Metaforicamente Bruno não morreu. Ele apenas fugiu: “E certa noite, algumas semanas depois, despertei de repente e soube que Bruno não foi assassinado. Não foi morto no ano de 42 no gueto de Drohobitz, mas fugiu de lá. E digo ‘fugiu’ não no sentido comum, limitado da palavra, mas suponhamos, como Bruno diria ‘fugiu’. Como diria “aposentado”, e com isto referia-se ao fato de que já havia cruzado as fronteiras permitidas e conhecidas, ao fato que e levara ao âmbito magnético de uma outra dimensão de experiência... / Advinho muito bem esta angústia, este sufoco dele, de escritor exilado, ‘exilado’ num sentido muito específico, muito amplo...” (pg. 100). / “E diante das ondas, eu soube que tinha razão. Que Bruno não foi assassinado. Que tinha escapado. E digo ‘escapado’ não no sentido habitual da palavra, mas como Bruno e eu a dizíamos, e nos referíamos com isto a alguém que se conduziu por esforço e decisão ao campo magnético de uma dife...” (pg. 111). / “Ele é daqueles que chamam eles de judeus porcausaque falta pra ele um tiquinho no tubinho dele e como quedondequele nascdeu lá é Drohobitz e queeleé um serumano que escreve muito e ele agora foge de algo...” (pg. 122).

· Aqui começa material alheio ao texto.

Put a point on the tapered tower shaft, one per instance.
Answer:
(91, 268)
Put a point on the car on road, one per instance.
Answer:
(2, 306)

Contudo, não se trata da fuga no sentido romântico da palavra, em que para não encarar a realidade, o escritor parte para paradas amenas, para lugares nos quais a vida possa ser vivida numa dimensão maravilhosamente espetacular. Em Ver: Amor, a fuga é apenas um meio de se atingir o real que se esconde por trás de um cotidiano materialista em que somente o óbvio é realçado e valorizado. A vida vista do mar é bem mais azul.
---
Referência bibliografia:
“Ver: Amor”, de David Grossman. Tradução: Nancy Rosenchan. Editora Nova Fronteira. São Paulo, 1993.